Yapijakis Christos, Gintoni Iphigenia, Charalampidou Sevastiana, Angelopoulou Antonia, Papakosta Veronica, Vassiliou Stavros, Chrousos George P
Unit of Orofacial Genetics, 1st Department of Pediatrics, National Kapodistrian University of Athens, "Hagia Sophia" Children's Hospital, Athens, Greece.
Department of Molecular Genetics, Cephalogenetics Center, Athens, Greece.
Adv Exp Med Biol. 2023;1423:175-180. doi: 10.1007/978-3-031-31978-5_14.
The intake of angiotensin-converting enzyme (ACE) inhibitors and specific antagonists of angiotensin II receptors, widely used as antihypertensive drugs, significantly reduces the risk of developing basal cell carcinoma (BCC), highlighting the possible tumorigenic role of angiotensin II (AngII). We present here the investigated genetic association between the development of BCC and functional DNA polymorphisms M235T, I/D, and A1903G in the genes of angiotensinogen (AGT), angiotensin-converting enzyme (ACE), and chymase (CMA1), which mediate AngII production levels.
DNA samples of 203 unrelated Greeks were studied, including 100 patients with BCC and 103 matched healthy controls.
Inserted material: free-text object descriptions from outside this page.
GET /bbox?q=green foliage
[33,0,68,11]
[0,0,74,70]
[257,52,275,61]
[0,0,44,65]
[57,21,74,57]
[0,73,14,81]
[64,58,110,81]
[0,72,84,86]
The MT genotype of the AGT-M235T polymorphism was significantly more prevalent in the patient group (78.0%) versus the healthy control group (28.3%; p < 0.001). The DD genotype of the ACE-I/D polymorphism was also increased in BCC patients (72.8%) compared to controls (46.2%; p = 0.001). The heterozygous AG genotype of CMA1-A1903G was significantly more frequent in the BCC group (86%) than in the healthy controls (50.5%; p < 0.001).
The MT, DD, and AG genotypes of the AGT- M235T, ACE-I/D, and CMA1-A1903G polymorphisms, respectively, were significantly increased in frequency within the group of cancer patients compared to the healthy controls. All three genotypes correspond to increased enzyme levels or activity and result in increased levels of AngII; therefore, they may be potentially utilized as reliable biomarkers associated with an individual's increased risk for BCC development.
血管紧张素转换酶(ACE)抑制剂和血管紧张素II受体特异性拮抗剂作为抗高血压药物被广泛使用,它们能显著降低基底细胞癌(BCC)的发生风险,这凸显了血管紧张素II(AngII)可能的致瘤作用。我们在此展示了对BCC发生与血管紧张素原(AGT)、血管紧张素转换酶(ACE)和糜酶(CMA1)基因中功能性DNA多态性M235T、I/D和A1903G之间的遗传关联研究,这些基因介导AngII的产生水平。
对203名无亲缘关系的希腊人的DNA样本进行了研究,其中包括100例BCC患者和103名匹配的健康对照。
与健康对照组(28.3%;p < 0.001)相比,AGT-M235T多态性的MT基因型在患者组中显著更常见(78.0%)。与对照组(46.2%;p = 0.001)相比,BCC患者中ACE-I/D多态性的DD基因型也有所增加。CMA1-A1903G的杂合AG基因型在BCC组(86%)中比健康对照组(50.5%;p < 0.001)显著更频繁。
与健康对照组相比,AGT-M235T、ACE-I/D和CMA1-A1903G多态性的MT、DD和AG基因型在癌症患者组中的频率分别显著增加。所有这三种基因型都对应着酶水平或活性的增加,并导致AngII水平升高;因此,它们可能潜在地用作与个体患BCC风险增加相关的可靠生物标志物。